Today’s eco calendar is thin. German April production will show the full impact of the corona crisis but are outdated. Later this week, the eco calendar remains moderately interesting, with Wednesday’s Fed decision probably the key topic for (FX) trading. The Fed will reconfirm its commitment to support the economy as necessary. However, Friday’s strong payrolls (and some other constructive data of late) and easy monetary conditions due to the risk rally reduce the need for aggressive action in the very near future. This might pause the USD downtrend.
Of late, EUR/USD moved from the lower to the higher section of the 1.0727/1.1495 MT range. The strong payrolls blocked the EUR/USD rally. Some consolidation might be on the cards with EUR/USD 1.1133 (38% retracement since 1.0727) a first important support which should hold to keep the EUR/USD picture constructive MT.

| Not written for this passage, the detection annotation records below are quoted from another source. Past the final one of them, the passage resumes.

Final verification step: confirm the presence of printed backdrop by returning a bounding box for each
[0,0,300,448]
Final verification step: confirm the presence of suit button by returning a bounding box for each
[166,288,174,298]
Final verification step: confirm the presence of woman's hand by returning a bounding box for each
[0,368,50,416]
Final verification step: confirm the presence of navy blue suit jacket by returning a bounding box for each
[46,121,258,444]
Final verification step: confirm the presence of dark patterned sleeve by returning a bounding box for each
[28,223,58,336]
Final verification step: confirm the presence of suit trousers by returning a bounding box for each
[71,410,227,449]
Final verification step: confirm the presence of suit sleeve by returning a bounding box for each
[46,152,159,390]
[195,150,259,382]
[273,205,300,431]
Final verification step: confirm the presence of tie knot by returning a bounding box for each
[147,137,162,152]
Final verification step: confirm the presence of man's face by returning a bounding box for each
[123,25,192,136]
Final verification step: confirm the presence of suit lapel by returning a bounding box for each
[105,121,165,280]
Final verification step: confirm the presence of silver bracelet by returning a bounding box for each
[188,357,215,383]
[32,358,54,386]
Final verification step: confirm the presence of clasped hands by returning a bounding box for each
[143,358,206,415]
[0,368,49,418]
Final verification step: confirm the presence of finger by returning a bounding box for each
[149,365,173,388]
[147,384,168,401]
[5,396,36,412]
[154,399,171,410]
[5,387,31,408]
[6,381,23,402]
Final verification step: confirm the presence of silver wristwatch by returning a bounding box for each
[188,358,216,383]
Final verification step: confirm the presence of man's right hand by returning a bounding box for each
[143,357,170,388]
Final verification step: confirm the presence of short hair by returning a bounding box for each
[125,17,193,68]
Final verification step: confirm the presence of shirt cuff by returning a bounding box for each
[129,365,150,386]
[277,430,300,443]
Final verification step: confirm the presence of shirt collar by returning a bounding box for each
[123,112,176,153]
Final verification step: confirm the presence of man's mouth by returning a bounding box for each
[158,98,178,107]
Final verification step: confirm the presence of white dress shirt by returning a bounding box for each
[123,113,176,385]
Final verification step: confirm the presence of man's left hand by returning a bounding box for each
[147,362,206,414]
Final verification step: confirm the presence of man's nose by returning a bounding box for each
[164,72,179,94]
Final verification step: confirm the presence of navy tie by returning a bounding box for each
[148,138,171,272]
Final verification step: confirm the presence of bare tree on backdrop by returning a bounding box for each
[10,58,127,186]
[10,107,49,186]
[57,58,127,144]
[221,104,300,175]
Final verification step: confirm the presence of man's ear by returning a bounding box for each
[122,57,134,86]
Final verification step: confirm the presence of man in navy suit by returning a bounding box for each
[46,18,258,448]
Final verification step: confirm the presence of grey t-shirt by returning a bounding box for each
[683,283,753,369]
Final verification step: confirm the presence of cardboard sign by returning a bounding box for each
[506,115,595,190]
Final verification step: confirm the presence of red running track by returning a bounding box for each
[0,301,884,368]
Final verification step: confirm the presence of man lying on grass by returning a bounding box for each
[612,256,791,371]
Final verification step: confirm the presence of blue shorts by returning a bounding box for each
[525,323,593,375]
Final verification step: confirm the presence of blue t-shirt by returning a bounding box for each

On Friday, sterling succeeded a remarkable rebound. EUR/GBP dropped from the 0.90 area to the 0.89 area. The UK and EU didn’t make progress in latest round of Brexit negotiations, but some comments indicated that both parties continue to try finding common ground. Friday’s GBP rebound probably says more on the market positioning rather than on any Brexit progress. Some most further technical EUR/GBP correction might continue, but we don’t expect to move to have strong legs.
EUR/USD: rally blocked after strong USD payrolls.